Abstract
Among native historians of Afghanistan, Fayz Muhammad is a towering figure, yet one whose work is almost unknown outside that country. In part, this is due to the efforts made by the amir of Afghanistan, Aman Allah Khan (r. 1919-1929), to suppress his work. Partly his obscurity rises from the fact that much of his writing remains in manuscript and Afghanistan has been anything but hospitable in recent decades to research in its libraries and archives. Finally, the failure to appreciate Fayz Muhammad’s opus is simply because outside Afghanistan the country’s history, if anyone thinks of it at all, has been understood to be merely a byproduct of English, Russian, and American imperial history. The sources on Afghan history used by generation after generation of Euro-American scholars have been overwhelmingly British and European. Afghan historians in general and Fayz Muhammad in particular are rarely, if ever, turned to for information on the country’s own story of its past.
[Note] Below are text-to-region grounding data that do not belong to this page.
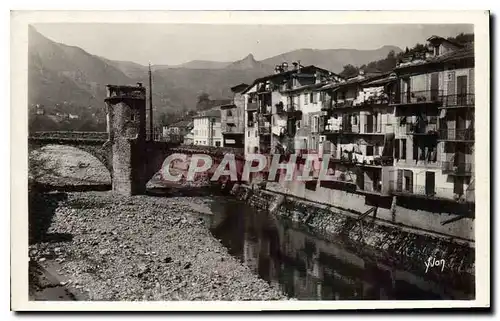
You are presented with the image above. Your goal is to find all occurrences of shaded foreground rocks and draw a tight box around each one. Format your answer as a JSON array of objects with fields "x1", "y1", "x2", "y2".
[{"x1": 29, "y1": 191, "x2": 287, "y2": 301}]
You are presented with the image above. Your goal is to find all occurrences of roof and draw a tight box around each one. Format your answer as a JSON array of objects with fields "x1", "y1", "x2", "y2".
[
  {"x1": 193, "y1": 108, "x2": 221, "y2": 119},
  {"x1": 241, "y1": 65, "x2": 338, "y2": 94},
  {"x1": 395, "y1": 47, "x2": 474, "y2": 70},
  {"x1": 220, "y1": 103, "x2": 236, "y2": 109},
  {"x1": 319, "y1": 73, "x2": 388, "y2": 91},
  {"x1": 281, "y1": 81, "x2": 328, "y2": 93},
  {"x1": 169, "y1": 120, "x2": 192, "y2": 128},
  {"x1": 361, "y1": 73, "x2": 397, "y2": 87},
  {"x1": 230, "y1": 83, "x2": 250, "y2": 93},
  {"x1": 427, "y1": 35, "x2": 465, "y2": 48}
]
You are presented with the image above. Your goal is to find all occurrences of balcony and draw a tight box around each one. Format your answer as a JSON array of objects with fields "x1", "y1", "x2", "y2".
[
  {"x1": 438, "y1": 128, "x2": 474, "y2": 142},
  {"x1": 391, "y1": 90, "x2": 444, "y2": 106},
  {"x1": 442, "y1": 93, "x2": 475, "y2": 108},
  {"x1": 405, "y1": 121, "x2": 438, "y2": 135},
  {"x1": 247, "y1": 102, "x2": 258, "y2": 111},
  {"x1": 388, "y1": 182, "x2": 471, "y2": 202},
  {"x1": 442, "y1": 161, "x2": 473, "y2": 176},
  {"x1": 225, "y1": 116, "x2": 236, "y2": 124},
  {"x1": 334, "y1": 99, "x2": 355, "y2": 108},
  {"x1": 259, "y1": 105, "x2": 272, "y2": 115},
  {"x1": 258, "y1": 120, "x2": 271, "y2": 135},
  {"x1": 221, "y1": 124, "x2": 242, "y2": 134},
  {"x1": 363, "y1": 124, "x2": 387, "y2": 135},
  {"x1": 362, "y1": 93, "x2": 391, "y2": 106}
]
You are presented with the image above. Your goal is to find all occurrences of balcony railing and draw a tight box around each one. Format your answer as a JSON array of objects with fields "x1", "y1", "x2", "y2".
[
  {"x1": 442, "y1": 161, "x2": 473, "y2": 175},
  {"x1": 334, "y1": 99, "x2": 355, "y2": 108},
  {"x1": 405, "y1": 121, "x2": 439, "y2": 135},
  {"x1": 221, "y1": 124, "x2": 242, "y2": 134},
  {"x1": 442, "y1": 93, "x2": 475, "y2": 108},
  {"x1": 392, "y1": 90, "x2": 444, "y2": 105},
  {"x1": 362, "y1": 94, "x2": 391, "y2": 106},
  {"x1": 258, "y1": 120, "x2": 271, "y2": 135},
  {"x1": 259, "y1": 105, "x2": 272, "y2": 115},
  {"x1": 247, "y1": 102, "x2": 258, "y2": 111},
  {"x1": 438, "y1": 128, "x2": 475, "y2": 141},
  {"x1": 388, "y1": 182, "x2": 472, "y2": 201}
]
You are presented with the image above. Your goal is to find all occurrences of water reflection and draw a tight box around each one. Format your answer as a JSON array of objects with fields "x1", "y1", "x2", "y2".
[{"x1": 209, "y1": 198, "x2": 460, "y2": 300}]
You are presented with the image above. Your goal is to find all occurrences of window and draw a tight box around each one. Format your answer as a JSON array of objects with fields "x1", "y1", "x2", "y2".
[
  {"x1": 401, "y1": 139, "x2": 407, "y2": 160},
  {"x1": 227, "y1": 110, "x2": 232, "y2": 117},
  {"x1": 366, "y1": 146, "x2": 374, "y2": 156},
  {"x1": 247, "y1": 131, "x2": 250, "y2": 137},
  {"x1": 394, "y1": 139, "x2": 400, "y2": 159},
  {"x1": 404, "y1": 170, "x2": 413, "y2": 192},
  {"x1": 310, "y1": 93, "x2": 314, "y2": 104},
  {"x1": 215, "y1": 141, "x2": 221, "y2": 147},
  {"x1": 255, "y1": 131, "x2": 258, "y2": 137},
  {"x1": 413, "y1": 141, "x2": 418, "y2": 161},
  {"x1": 304, "y1": 94, "x2": 308, "y2": 105}
]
This paper will begin the introduction to Fayz Muhammad’s significance in Afghan historiography, particularly his massive chronicling of Afghan history for the period 1747-1925. It will give a précis of his life, education, and career; examine the different contexts within which he wrote; sketch his techniques and methodologies; describe his self-awareness of his role as historian and his personal grievances, repeatedly expressed, that relate to being a member of a religious and ethnic minority. He wrote his magnum opus, Siraj al-tawarikh (Lamp of Histories) under various conditions ranging from being under tight court control to being completely unsupervised and free to write what he pleased. His sources were multiple but he relied on the massive archival material found in the Royal Arg. Oral sources were acceptable if backed by documentary evidence. The presentation will sketch the uncertain and winding journey of his manuscript of the Siraj to its publication.